Legislative Report

Three criminal justice reform bills slated for floor votes on Thursday House to consider Rep. Terry Landry’s HB615. Senate to consider bills to kill death penalty and to reform of habitual offender law.

by Mike Stagg

House to consider Rep. Terry Landry's HB615. Senate to consider bills to kill death penalty and to reform of habitual offender law.

Landry
Photo by Robin May

When the Louisiana Senate convenes this morning, it is slated to debate a bill that would abolish the death penalty in state.

Baton Rouge Sen. Dan Claitor's SB142 won approval from the Senate Judiciary C Committee on Wednesday and is set for consideration by the full Senate today, according to the Senate Digest. Rep. Terry Landry, whose House District 96 includes parts of Lafayette, St. Martin and Iberia parishes, co-authored the bill with Claitor. Both legislators served as members of the Justice Reinvestment Task Force, although the bill is not part of the task force's official package of bills for this session.

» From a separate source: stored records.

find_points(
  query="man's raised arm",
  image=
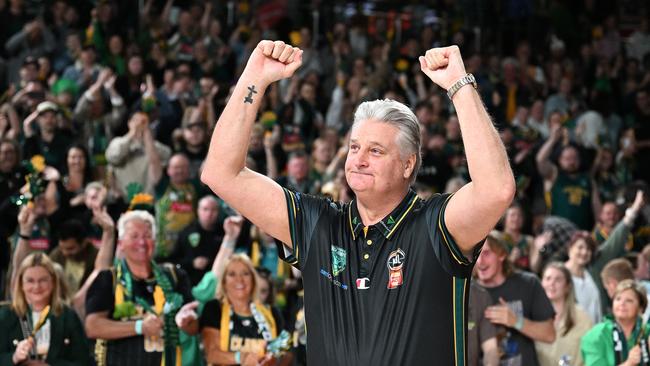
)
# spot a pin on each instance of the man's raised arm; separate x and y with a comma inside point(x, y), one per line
point(474, 210)
point(253, 195)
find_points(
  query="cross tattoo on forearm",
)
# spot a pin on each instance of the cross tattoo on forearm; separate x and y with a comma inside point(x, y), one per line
point(249, 97)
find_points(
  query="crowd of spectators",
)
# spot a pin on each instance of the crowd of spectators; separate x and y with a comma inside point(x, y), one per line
point(109, 106)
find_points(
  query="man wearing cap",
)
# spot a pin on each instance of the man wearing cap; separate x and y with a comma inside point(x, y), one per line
point(386, 276)
point(49, 140)
point(137, 156)
point(521, 310)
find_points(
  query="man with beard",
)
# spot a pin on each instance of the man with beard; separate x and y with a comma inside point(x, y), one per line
point(521, 310)
point(570, 193)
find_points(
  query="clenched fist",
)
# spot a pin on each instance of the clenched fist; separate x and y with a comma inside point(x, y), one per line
point(444, 66)
point(272, 61)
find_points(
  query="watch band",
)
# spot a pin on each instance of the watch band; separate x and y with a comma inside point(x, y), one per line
point(465, 80)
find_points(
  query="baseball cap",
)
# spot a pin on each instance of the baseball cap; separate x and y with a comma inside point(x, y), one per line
point(30, 60)
point(46, 106)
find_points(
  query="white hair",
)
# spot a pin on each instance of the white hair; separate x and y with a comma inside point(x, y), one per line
point(400, 116)
point(135, 215)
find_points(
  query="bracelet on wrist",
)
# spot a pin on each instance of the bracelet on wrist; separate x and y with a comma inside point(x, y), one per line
point(230, 243)
point(138, 327)
point(519, 324)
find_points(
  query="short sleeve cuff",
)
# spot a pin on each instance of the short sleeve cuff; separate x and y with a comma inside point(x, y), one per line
point(449, 241)
point(290, 255)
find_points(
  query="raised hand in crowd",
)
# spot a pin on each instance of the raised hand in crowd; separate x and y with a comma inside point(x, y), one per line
point(152, 326)
point(22, 351)
point(186, 314)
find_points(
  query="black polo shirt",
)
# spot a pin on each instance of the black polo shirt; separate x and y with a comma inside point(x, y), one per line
point(395, 293)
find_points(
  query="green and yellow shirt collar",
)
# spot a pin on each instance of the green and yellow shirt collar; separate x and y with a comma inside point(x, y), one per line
point(389, 224)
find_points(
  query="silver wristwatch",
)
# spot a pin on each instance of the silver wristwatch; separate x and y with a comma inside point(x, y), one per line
point(467, 79)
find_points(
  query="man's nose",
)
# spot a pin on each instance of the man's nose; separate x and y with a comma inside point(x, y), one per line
point(361, 159)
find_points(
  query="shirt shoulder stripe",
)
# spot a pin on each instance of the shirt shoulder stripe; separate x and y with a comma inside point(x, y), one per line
point(413, 200)
point(453, 248)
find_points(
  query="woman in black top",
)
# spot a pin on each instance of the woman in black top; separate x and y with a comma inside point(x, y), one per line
point(236, 327)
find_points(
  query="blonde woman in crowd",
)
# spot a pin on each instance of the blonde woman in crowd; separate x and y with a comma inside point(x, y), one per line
point(571, 322)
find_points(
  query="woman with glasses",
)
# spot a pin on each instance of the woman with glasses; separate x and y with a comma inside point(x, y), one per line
point(38, 328)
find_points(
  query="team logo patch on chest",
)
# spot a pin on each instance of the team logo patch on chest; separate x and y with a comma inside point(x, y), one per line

If the bill becomes law, capital punishment would no longer be an option in Louisiana. Those charged with crimes that now carry the death penalty as an option would now face the prospect of life imprisonment without benefit of pardon or parole under the Claitor/Landry bill.

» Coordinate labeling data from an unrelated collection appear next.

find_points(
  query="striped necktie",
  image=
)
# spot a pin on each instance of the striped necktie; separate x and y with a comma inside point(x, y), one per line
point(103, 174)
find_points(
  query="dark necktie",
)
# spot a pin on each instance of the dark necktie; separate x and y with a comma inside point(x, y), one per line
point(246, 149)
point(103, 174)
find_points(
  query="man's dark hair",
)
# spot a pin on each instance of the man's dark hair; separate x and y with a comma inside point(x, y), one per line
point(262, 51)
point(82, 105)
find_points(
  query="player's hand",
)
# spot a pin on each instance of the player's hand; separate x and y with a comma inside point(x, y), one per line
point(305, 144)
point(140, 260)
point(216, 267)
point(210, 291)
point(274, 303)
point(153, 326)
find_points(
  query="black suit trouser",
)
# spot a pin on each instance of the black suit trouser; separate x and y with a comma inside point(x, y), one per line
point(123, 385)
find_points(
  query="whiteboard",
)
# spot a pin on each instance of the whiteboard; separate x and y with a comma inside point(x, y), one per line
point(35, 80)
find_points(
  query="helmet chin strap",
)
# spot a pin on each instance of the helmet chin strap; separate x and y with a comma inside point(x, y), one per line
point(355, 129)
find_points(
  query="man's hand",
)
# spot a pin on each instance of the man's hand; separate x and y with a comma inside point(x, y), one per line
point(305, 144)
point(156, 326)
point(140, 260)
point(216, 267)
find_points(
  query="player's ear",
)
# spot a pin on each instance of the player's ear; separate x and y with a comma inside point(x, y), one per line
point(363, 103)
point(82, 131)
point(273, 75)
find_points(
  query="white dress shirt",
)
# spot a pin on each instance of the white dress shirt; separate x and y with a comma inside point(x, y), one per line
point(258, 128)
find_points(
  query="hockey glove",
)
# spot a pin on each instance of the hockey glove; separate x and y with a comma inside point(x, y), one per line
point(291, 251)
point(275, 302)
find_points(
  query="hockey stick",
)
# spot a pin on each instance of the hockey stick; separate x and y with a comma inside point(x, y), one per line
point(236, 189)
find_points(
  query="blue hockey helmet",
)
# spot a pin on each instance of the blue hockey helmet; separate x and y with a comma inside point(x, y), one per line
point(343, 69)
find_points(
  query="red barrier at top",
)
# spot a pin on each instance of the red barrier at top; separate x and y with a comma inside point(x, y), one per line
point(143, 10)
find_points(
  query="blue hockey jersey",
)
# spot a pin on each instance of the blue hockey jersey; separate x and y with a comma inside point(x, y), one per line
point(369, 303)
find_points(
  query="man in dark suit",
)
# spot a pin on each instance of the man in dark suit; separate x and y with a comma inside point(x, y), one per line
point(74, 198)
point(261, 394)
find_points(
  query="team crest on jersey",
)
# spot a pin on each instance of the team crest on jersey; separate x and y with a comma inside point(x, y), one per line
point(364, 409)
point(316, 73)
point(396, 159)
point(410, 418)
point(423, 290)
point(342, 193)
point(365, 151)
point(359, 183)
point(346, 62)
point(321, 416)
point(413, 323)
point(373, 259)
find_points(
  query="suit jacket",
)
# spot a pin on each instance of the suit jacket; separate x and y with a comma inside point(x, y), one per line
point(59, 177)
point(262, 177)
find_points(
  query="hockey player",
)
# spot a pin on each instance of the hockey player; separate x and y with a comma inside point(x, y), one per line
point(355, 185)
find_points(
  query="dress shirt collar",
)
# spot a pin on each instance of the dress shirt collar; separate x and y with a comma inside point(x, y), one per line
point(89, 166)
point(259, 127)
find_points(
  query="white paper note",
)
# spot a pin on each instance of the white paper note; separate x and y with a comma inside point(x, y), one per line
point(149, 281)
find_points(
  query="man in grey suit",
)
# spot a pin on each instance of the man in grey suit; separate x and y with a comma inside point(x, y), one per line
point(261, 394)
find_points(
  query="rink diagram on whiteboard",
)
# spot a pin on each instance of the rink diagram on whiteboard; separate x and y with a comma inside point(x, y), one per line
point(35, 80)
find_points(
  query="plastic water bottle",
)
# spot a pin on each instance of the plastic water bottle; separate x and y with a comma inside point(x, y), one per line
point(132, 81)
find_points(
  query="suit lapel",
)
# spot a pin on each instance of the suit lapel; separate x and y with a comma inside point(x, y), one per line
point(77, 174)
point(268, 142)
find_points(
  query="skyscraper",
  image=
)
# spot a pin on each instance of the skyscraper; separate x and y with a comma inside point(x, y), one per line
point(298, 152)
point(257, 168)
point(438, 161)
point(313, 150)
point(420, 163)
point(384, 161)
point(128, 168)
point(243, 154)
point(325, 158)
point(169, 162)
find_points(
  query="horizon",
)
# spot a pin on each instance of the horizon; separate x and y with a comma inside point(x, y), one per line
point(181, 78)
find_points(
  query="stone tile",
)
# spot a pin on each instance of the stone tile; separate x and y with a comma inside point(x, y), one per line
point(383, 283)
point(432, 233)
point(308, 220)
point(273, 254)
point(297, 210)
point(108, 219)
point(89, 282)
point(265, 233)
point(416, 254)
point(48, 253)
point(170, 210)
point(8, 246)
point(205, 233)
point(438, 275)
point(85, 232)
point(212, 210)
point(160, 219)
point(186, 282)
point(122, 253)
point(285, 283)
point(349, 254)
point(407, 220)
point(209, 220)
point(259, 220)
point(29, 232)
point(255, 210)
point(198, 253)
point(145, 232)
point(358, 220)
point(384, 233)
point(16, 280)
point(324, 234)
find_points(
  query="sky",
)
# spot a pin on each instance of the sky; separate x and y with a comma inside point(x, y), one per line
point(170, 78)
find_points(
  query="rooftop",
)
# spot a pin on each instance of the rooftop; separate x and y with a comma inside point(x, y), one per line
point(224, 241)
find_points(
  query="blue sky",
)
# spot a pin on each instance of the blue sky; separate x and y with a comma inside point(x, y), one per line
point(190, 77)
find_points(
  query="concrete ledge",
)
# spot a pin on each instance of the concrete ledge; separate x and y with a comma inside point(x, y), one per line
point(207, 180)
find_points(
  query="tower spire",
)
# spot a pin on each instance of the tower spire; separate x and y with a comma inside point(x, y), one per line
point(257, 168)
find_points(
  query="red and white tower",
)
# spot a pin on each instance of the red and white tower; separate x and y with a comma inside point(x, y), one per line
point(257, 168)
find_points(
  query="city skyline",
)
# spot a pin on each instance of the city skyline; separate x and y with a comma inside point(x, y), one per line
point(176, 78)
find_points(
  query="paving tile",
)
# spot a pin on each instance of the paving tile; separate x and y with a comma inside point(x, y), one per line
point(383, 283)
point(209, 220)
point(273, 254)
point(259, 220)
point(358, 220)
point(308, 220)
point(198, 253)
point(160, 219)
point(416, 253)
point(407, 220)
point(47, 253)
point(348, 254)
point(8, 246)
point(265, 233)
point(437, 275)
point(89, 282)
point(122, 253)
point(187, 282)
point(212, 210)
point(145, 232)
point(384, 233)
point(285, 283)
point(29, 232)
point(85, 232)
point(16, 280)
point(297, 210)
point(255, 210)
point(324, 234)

Information compiled by the Death Penalty Information Center shows that death penalty prosecutions have been declining in the state primarily due to the expense of the appeals process that is mandatory in any death penalty conviction. Millions of dollars are spent annually in Louisiana on appeals related to death penalty cases, nearly all of that coming from the jurisdiction in which the sentence was set. Louisiana has carried out 28 executions since 1983, according to the center. During that time, 11 innocent people have been released from death row and two have been granted clemency.

If the bill wins Senate approval today, it must still make its way through the House. If it becomes law, the death penalty would be removed as an option for prosecutors and the courts for any crime committed after August 1 of this year.

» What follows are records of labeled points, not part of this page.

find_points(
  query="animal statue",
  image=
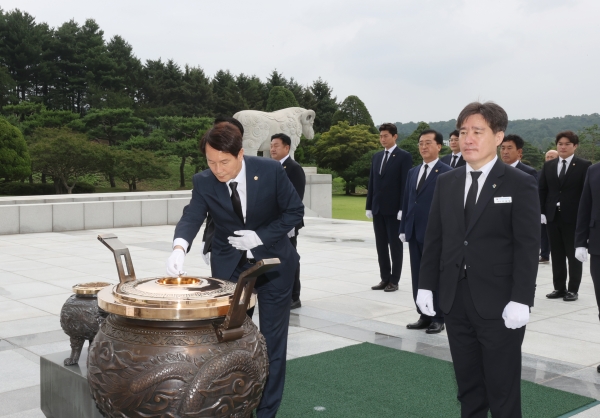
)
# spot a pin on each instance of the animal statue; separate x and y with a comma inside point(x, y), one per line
point(260, 126)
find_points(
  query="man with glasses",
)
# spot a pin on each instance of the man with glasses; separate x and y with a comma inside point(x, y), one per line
point(454, 159)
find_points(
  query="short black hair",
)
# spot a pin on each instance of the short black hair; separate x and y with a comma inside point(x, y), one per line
point(225, 137)
point(493, 114)
point(284, 138)
point(439, 138)
point(234, 121)
point(519, 142)
point(390, 127)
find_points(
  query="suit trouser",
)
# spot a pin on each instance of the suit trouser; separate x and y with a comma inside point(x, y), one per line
point(387, 242)
point(296, 288)
point(487, 360)
point(274, 319)
point(415, 249)
point(562, 247)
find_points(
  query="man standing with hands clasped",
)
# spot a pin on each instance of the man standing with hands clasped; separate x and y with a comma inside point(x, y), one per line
point(481, 252)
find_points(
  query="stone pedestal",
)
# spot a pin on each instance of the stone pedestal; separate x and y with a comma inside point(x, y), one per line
point(64, 389)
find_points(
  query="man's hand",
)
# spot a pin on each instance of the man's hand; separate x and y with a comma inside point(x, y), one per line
point(175, 263)
point(515, 315)
point(245, 241)
point(581, 254)
point(425, 302)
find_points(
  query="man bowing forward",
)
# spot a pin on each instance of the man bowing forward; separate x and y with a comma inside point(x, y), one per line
point(481, 252)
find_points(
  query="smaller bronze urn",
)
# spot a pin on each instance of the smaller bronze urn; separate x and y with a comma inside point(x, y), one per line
point(80, 317)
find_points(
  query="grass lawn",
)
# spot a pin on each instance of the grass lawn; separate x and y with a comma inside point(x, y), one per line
point(349, 207)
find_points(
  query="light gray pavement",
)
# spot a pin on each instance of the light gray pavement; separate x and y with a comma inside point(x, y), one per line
point(339, 265)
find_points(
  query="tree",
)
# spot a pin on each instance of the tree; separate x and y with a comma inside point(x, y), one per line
point(280, 98)
point(342, 145)
point(65, 155)
point(15, 163)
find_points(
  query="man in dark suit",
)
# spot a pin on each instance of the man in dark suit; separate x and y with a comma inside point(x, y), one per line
point(454, 159)
point(418, 195)
point(280, 151)
point(561, 184)
point(387, 179)
point(480, 251)
point(253, 205)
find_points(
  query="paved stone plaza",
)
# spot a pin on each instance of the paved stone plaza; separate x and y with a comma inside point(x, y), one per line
point(339, 265)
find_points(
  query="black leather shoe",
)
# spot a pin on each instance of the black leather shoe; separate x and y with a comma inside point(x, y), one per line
point(435, 328)
point(420, 324)
point(380, 286)
point(556, 294)
point(391, 288)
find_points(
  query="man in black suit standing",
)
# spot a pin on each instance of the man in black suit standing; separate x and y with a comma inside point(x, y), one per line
point(418, 195)
point(454, 159)
point(561, 185)
point(387, 179)
point(511, 152)
point(253, 205)
point(480, 251)
point(280, 151)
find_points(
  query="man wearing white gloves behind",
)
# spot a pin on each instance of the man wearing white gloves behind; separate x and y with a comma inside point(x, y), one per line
point(481, 252)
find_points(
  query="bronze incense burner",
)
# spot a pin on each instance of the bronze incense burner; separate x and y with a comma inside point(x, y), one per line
point(177, 347)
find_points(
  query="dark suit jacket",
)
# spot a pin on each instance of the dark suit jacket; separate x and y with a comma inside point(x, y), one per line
point(272, 209)
point(588, 217)
point(298, 178)
point(527, 169)
point(447, 159)
point(386, 190)
point(500, 246)
point(416, 205)
point(569, 192)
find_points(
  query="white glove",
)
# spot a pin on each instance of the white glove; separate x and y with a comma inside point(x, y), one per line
point(581, 254)
point(175, 263)
point(515, 315)
point(205, 257)
point(425, 302)
point(245, 241)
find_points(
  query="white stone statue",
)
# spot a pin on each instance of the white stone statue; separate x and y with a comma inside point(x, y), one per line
point(260, 126)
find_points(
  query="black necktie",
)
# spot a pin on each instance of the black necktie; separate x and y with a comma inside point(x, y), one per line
point(563, 172)
point(387, 154)
point(236, 201)
point(471, 196)
point(422, 179)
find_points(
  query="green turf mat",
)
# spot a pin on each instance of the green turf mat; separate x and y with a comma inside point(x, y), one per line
point(368, 380)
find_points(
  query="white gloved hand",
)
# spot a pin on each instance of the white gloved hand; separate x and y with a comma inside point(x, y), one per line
point(425, 302)
point(245, 241)
point(175, 263)
point(205, 257)
point(515, 315)
point(581, 254)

The Senate is also scheduled to consider Claitor's SB146 which would change the state's habitual offender law as it applies to those convicted of non-violent crimes. The bill would set a five-year window during which convictions would count toward a person being declared a habitual offender. The current window is ten years.

The would not apply to those convicted of crimes of violence or sex crimes.

The House is scheduled to debate Landry's HB615 when it convenes today at 1 p.m. The bill would allow the state parole board to order an offender scheduled to be released to take additional rehabilitation classes between the time their parole is granted and their actual release. The bill would allow the parole board to add up to three months additional time to hold the inmate while that training is provided. The bill was amended in the House Administration of Criminal Justice Committee to apply only to those convicted of non-violent crimes.

Both SB146 and HB615 are part of the Justice Reinvestment Task Force legislative agenda.